Losing someone dear to us is heartbreaking. We are told it is the natural way of life. We are born, we live a full life and then we part from it. If only these words were as simple as they sound.
On January 29 of this year I lost my Mom. It left me hollow inside. It left me feeling scared. I was transformed to that little girl so long ago afraid of losing my parents in a crowded shopping mall. Remember that feeling? You thought a bad person was going to snatch you away and you would never see your parents again.
When my father passed away 10 years ago this March, the loss was difficult, but I still had my Mom. We were there for each other during that difficult time.
No matter where I was in life, I always knew my Mom was there if I ever needed her. As a typical teenager, I gave her sleepless nights but as the years went on, we came to understand one another and we became each other's sounding boards.
My Mom's passing was very sudden. She was a vibrant, active woman, full of life. In the last couple of years she even met a companion. Something she thought would never happen to her after my Dad passed away. She was happy.
We can never be fully ready for someone to leave us. I found my Mom leaving extremely difficult. I just. Didn't. Get. It. How can someone be here one minute and gone the next? I wasn't ready for this.
Days following her death, I thought about my Mom in a way of who she really was. Many questions arose. Did I really know this person? Did she keep secrets? Was she emotionally struggling with anything? Perhaps I didn't really know her. And that scared me. It left me feeling as though there wasn't enough time. I needed more time to fully know who my Mom was. But time was no longer on my side.

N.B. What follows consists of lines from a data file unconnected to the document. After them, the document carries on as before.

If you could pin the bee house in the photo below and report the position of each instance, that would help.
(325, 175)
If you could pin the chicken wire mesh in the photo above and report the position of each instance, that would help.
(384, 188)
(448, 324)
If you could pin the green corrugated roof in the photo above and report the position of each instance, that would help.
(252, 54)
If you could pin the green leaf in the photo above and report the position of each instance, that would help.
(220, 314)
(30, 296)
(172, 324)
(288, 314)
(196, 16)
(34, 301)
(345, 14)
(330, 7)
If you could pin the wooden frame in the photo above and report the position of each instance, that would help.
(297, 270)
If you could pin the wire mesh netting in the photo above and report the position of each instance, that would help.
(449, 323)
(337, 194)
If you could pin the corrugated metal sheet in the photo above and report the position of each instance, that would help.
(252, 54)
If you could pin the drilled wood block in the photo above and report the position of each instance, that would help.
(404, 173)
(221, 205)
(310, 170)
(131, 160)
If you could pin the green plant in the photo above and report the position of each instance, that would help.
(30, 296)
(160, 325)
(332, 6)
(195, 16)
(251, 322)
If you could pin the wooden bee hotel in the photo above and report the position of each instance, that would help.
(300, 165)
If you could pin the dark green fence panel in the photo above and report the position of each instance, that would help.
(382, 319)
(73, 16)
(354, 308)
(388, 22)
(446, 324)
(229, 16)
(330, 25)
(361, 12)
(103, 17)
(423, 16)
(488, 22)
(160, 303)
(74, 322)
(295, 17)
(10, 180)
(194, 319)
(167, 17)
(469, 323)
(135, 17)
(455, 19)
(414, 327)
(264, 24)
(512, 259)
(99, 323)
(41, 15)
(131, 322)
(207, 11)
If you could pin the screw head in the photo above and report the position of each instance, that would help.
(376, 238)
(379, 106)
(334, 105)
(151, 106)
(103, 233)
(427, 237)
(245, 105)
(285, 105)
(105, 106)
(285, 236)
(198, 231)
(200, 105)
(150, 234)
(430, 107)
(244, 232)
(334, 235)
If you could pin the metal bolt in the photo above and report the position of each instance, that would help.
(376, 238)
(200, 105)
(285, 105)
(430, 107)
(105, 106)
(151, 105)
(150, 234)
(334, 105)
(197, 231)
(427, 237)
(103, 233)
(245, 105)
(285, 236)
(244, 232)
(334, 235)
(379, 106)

As I am going through the process of packing up her belongings, it feels as though more of her is slipping away. Soon, her home will no longer be a place I can come back to with a heavy heart, looking for those comforting words of my mother. What will I be left with other than her possessions?
Some say it is not the physical things that matter. They are just that - things. The memory of her will stay with me. This is true. But I need something to hold on to. I still need her. I need to hear her laugh. I need to see her in her kitchen cooking. I need her to be there to share my happiness and sorrows. I am unable to part with the fact I will never see her again.
I am just not ready for this.
One of the most beautiful things I had heard in a long time was by a priest. He said "The tear is the most eloquent way to express your love for another human being." What beautiful words indeed.